Whiskey tumbler, c. 1883. The Metropolitan Museum of Art, Gift of Mrs. Emily Winthrop Miles, 1946.
A doping scandal has already plagued the 2018 Winter Olympics in Pyeongchang, even though the first event has yet to begin. Twenty-eight Russian athletes, previously banned from competing in international sports because of steroid abuse, have been cleared to participate in the Games. The ruling is controversial, with clean athletes and coaches appealing the decision. During the 2014 Winter Olympics in Sochi, Russian scientists gave top athletes a steroid cocktail dissolved in alcohol (Chivas whiskey for men; Martini vermouth for women) because alcohol helped increase absorption and prevented detection of the drugs. Russians won more medals than any other country during those Games, and the entire Russian national team was banned from sports after the cheating was revealed.
The New York Times elaborates on the intricate system and cover-up:
Evidence and investigative panels have shown Russia meticulously planned a doping program to ensure a good performance at the Sochi Winter Games in 2014.
A three-drug cocktail of banned substances was mixed with liquor and provided to dozens of Russian athletes. Then, during the Games, members of the intelligence service replaced urine samples tainted by drugs with clean urine, breaking into supposedly tamper-proof bottles that clearly were not. At night, they passed bottles through a hole in the wall.
Beyond Sochi, the World Anti-Doping Agency has said that for years Russian officials orchestrated a doping program that involved 1,000 athletes in 30 sports.

Terra-cotta mug, c. 460 BC. The Metropolitan Museum of Art, Rogers Fund, 1941.
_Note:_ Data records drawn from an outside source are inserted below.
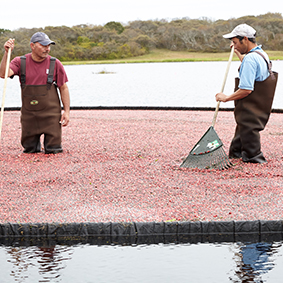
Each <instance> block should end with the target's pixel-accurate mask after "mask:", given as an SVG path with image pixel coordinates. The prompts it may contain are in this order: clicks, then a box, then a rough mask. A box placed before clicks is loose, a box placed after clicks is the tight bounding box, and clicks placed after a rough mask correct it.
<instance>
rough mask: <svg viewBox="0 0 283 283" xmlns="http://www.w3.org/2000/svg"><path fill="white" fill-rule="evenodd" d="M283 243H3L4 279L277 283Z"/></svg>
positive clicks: (36, 280)
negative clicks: (278, 257) (32, 243)
mask: <svg viewBox="0 0 283 283" xmlns="http://www.w3.org/2000/svg"><path fill="white" fill-rule="evenodd" d="M281 246H282V243H281V242H276V243H275V242H273V243H264V242H263V243H246V244H243V243H221V244H211V243H199V244H152V245H126V246H121V245H101V246H97V245H90V244H76V245H70V246H68V245H51V246H48V245H44V246H16V247H12V246H4V245H3V246H0V266H1V280H0V281H1V282H3V283H5V282H68V283H75V282H123V283H126V282H147V283H150V282H154V283H155V282H163V283H166V282H190V283H194V282H217V283H222V282H223V283H225V282H228V281H230V282H233V283H246V282H256V283H261V282H268V283H273V282H274V283H275V282H276V283H277V282H278V281H276V280H275V281H272V280H270V279H268V281H267V279H266V278H269V277H267V276H268V274H269V273H270V272H271V271H273V270H276V272H277V273H278V272H280V269H281V267H280V266H279V268H276V267H278V264H277V262H276V256H275V255H276V254H279V255H280V256H281V257H282V251H283V250H282V249H280V247H281ZM280 253H281V254H280ZM3 255H5V257H3ZM4 261H6V262H4ZM278 277H281V275H280V274H279V275H278ZM94 278H95V280H94ZM11 279H12V280H11ZM80 280H83V281H80Z"/></svg>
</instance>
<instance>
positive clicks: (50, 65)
mask: <svg viewBox="0 0 283 283" xmlns="http://www.w3.org/2000/svg"><path fill="white" fill-rule="evenodd" d="M55 63H56V58H54V57H51V58H50V65H49V72H48V77H47V89H50V88H51V85H52V83H53V75H54V69H55Z"/></svg>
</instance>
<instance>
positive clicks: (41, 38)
mask: <svg viewBox="0 0 283 283" xmlns="http://www.w3.org/2000/svg"><path fill="white" fill-rule="evenodd" d="M30 42H31V43H36V42H38V43H40V44H41V45H43V46H47V45H49V44H55V42H54V41H52V40H50V38H49V37H48V35H47V34H45V33H44V32H36V33H35V34H34V35H33V36H32V37H31V39H30Z"/></svg>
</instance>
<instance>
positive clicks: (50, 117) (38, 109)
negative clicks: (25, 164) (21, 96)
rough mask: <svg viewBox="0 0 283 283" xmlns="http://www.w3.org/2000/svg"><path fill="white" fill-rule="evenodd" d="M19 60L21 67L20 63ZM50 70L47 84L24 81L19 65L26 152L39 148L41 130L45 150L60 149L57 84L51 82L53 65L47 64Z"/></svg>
mask: <svg viewBox="0 0 283 283" xmlns="http://www.w3.org/2000/svg"><path fill="white" fill-rule="evenodd" d="M54 59H55V58H54ZM24 61H25V60H24ZM22 62H23V61H22ZM22 62H21V67H22V65H23V64H22ZM51 62H52V61H51ZM24 65H25V64H24ZM54 65H55V62H54ZM23 68H24V69H25V66H23ZM52 68H53V69H52ZM49 70H50V72H49V76H48V78H49V80H47V84H46V85H25V82H24V78H25V76H23V77H22V75H23V72H24V71H25V70H22V69H21V87H22V109H21V124H22V137H21V144H22V146H23V147H24V152H25V153H34V152H40V151H41V144H40V136H41V135H42V134H43V135H44V149H45V153H59V152H62V151H63V149H62V146H61V137H62V131H61V124H60V119H61V104H60V99H59V96H58V92H57V87H56V85H54V84H53V83H52V82H53V71H54V66H51V64H50V69H49ZM24 74H25V73H24Z"/></svg>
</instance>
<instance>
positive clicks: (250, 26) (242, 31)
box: [223, 24, 256, 38]
mask: <svg viewBox="0 0 283 283" xmlns="http://www.w3.org/2000/svg"><path fill="white" fill-rule="evenodd" d="M255 35H256V30H255V29H254V28H252V27H251V26H249V25H247V24H241V25H238V26H236V27H235V28H234V29H233V30H232V32H231V33H227V34H224V35H223V37H224V38H233V37H236V36H243V37H245V36H246V37H247V38H255Z"/></svg>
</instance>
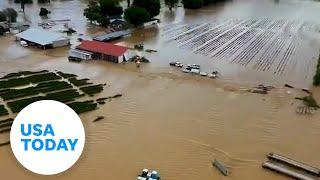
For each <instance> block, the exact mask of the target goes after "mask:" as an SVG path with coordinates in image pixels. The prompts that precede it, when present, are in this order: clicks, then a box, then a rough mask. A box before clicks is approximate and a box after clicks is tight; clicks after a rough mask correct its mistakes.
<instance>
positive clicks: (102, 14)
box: [83, 2, 110, 27]
mask: <svg viewBox="0 0 320 180" xmlns="http://www.w3.org/2000/svg"><path fill="white" fill-rule="evenodd" d="M83 14H84V16H85V17H86V18H87V19H88V20H89V21H90V22H91V23H92V22H93V21H96V22H97V23H99V24H100V25H101V26H104V27H107V26H108V25H109V24H110V20H109V18H108V17H107V16H105V15H103V14H102V13H101V10H100V6H99V5H98V4H97V3H95V2H90V3H89V5H88V7H87V8H85V9H84V13H83Z"/></svg>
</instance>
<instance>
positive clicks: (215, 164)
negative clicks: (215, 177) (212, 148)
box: [212, 159, 229, 176]
mask: <svg viewBox="0 0 320 180" xmlns="http://www.w3.org/2000/svg"><path fill="white" fill-rule="evenodd" d="M212 165H213V166H215V167H216V168H217V169H218V170H219V171H220V172H221V173H222V174H223V175H225V176H228V174H229V171H228V168H227V167H226V166H225V165H224V164H223V163H222V162H220V161H218V160H216V159H215V160H214V161H213V162H212Z"/></svg>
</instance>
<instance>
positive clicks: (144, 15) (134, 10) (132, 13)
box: [124, 7, 151, 26]
mask: <svg viewBox="0 0 320 180" xmlns="http://www.w3.org/2000/svg"><path fill="white" fill-rule="evenodd" d="M124 18H125V19H126V20H127V21H128V22H129V23H130V24H133V25H135V26H138V25H141V24H143V23H145V22H148V21H149V20H150V19H151V16H150V14H149V12H148V11H147V10H145V9H144V8H141V7H129V8H128V9H126V11H125V12H124Z"/></svg>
Lacking performance-enhancing drugs, ancient Olympians turned to sorcery to gain an unfair competitive advantage. Athletes visited professional scribes to commission curse tablets, which needed to be buried within the sports arena to benefit from the utmost magical efficiency. The idea was to cast a spell that would bind the competition, literally preventing them from having the strength to move. The hexes frequently included friendly instructions to the gods invoked to carry out the spell—for instance, look for the chariot team wearing red, third from the left out the gate. Some of the spells were written with the words swirling around the tablet or with the names backward, adding a symbolic layer of mystical disorientation for the competition. Hundreds of curse tablets have been excavated in Greece, Italy, Syria, Egypt, and Jordan and are sometimes found with man-shaped dolls or horses (in the case of charioteers) with their limbs bound with twine. This curse tablet was uncovered in Apamea, a Greek city in Syria in the late fifth century. The Persian general Chosroes supported the “Green” chariot team and had this spell created against Roman emperor Justinian’s favorite “Blue” team:
Most holy Lord Charakteres, tie up, bind the feet, the hands, the sinews, the eyes, the knees, the courage, the leaps, the whip, the victory and the crowning of Porphuras and Hapsicrates, who are in the middle left, as well as his codrivers of the Blue colors in the stable of Eugenius. From this very hour, from today, may they not eat or drink or sleep; instead, from the starting gates, may they see daimones of those who have died prematurely, spirits of those who have died violently, and the fire of Hephaestus. In the hippodrome at the moment when they are about to compete may they not squeeze over, may they not collide, may they not extend, may they not force us out, may they not overtake, may they not break off in a new direction for the entire day when they are about to race. May they be broken, may they be dragged on the ground, may they be destroyed by Topos and by Zablas. Now, now, quickly, quickly!